New Myopia App launched for Childhood Myopia
Aston University and Ulster University launch PreMO, a new clinicians’ app for childhood myopia
- The Predicting Myopia Onset and Progression Risk Indicator (PreMO) app is free for clinicians
- The data-driven app helps to predict children at risk of shortsightedness
- The app stores clinical data and generates patient-friendly reports.
Aston University Head of Optometry Professor James Wolffsohn has led the development of a new, research-based digital health app for eyecare clinicians to manage childhood myopia (shortsightedness).
The Predicting Myopia Onset and Progression Risk Indicator (PreMO) app was developed in collaboration with researchers at Ulster University, led by Optometry Division Head Professor Kathryn Saunders. Research at Ulster University has shown that myopia is now twice as common as it was 50 years ago and that children are becoming shortsighted at a younger age. Higher levels of myopia are associated with sight-threatening eye disease later in life.
PreMO uses a data-driven approach to guide clinicians, patients and their caregivers through the process to manage myopia, including before it occurs. Clinicians can add a child’s details to the app, including age, sex, family history, refractive error, and biometry (axial length or k-values), and the app will generate individual, easy-to-understand reports that can be shared with patients and their caregivers. The reports are designed to provide a visual aid to prompt conversations around managing myopia risks.

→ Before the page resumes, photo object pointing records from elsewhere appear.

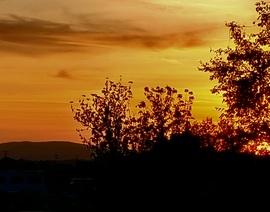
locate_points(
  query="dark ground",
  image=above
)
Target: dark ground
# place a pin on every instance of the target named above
(205, 181)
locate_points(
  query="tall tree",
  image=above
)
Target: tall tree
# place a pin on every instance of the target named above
(165, 113)
(105, 119)
(242, 72)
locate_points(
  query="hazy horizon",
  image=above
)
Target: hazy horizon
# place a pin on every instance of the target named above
(53, 52)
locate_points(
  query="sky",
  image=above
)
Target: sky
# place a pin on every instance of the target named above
(54, 51)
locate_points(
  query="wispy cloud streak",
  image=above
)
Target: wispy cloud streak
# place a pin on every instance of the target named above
(37, 37)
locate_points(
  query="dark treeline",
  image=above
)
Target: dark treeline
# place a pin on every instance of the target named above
(162, 158)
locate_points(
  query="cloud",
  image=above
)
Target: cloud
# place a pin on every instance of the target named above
(63, 74)
(39, 37)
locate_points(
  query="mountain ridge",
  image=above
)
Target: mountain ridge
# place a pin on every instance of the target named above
(44, 150)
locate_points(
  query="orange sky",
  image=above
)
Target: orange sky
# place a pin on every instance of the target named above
(53, 51)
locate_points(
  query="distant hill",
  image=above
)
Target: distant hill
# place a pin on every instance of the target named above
(49, 150)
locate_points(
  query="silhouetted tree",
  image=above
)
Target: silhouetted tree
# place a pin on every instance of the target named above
(168, 113)
(105, 119)
(242, 71)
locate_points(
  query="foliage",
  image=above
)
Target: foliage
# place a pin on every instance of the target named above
(168, 113)
(109, 129)
(242, 72)
(105, 119)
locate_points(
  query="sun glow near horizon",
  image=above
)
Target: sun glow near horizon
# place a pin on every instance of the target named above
(52, 53)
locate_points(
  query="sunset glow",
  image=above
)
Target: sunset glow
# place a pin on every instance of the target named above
(52, 52)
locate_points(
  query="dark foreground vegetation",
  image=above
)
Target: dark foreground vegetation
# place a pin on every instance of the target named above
(161, 158)
(163, 180)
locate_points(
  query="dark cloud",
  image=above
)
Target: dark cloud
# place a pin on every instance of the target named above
(38, 37)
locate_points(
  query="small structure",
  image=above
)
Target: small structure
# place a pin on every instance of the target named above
(22, 180)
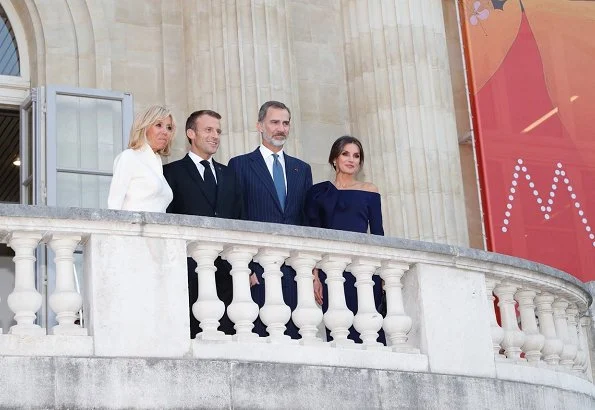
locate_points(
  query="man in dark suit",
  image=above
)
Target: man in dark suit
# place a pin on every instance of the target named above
(202, 186)
(274, 187)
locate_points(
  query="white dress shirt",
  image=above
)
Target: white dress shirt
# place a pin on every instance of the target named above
(267, 155)
(201, 169)
(138, 183)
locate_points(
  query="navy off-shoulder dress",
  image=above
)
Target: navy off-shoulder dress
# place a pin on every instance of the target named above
(346, 210)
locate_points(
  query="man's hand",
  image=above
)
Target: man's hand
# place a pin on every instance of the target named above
(317, 287)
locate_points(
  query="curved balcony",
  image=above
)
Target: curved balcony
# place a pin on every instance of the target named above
(130, 347)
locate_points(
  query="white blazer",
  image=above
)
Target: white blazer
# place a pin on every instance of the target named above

The app can also identify younger patients who are at risk of myopia, even when they are not yet shortsighted. Once identified, clinicians can use the app as an education tool and work with caregivers to encourage lifestyles that minimise the risk and explain the treatments available, such as myopia control spectacles and contact lenses.
Clinicians can store and review patient data to review the progression of myopia over time and following treatment.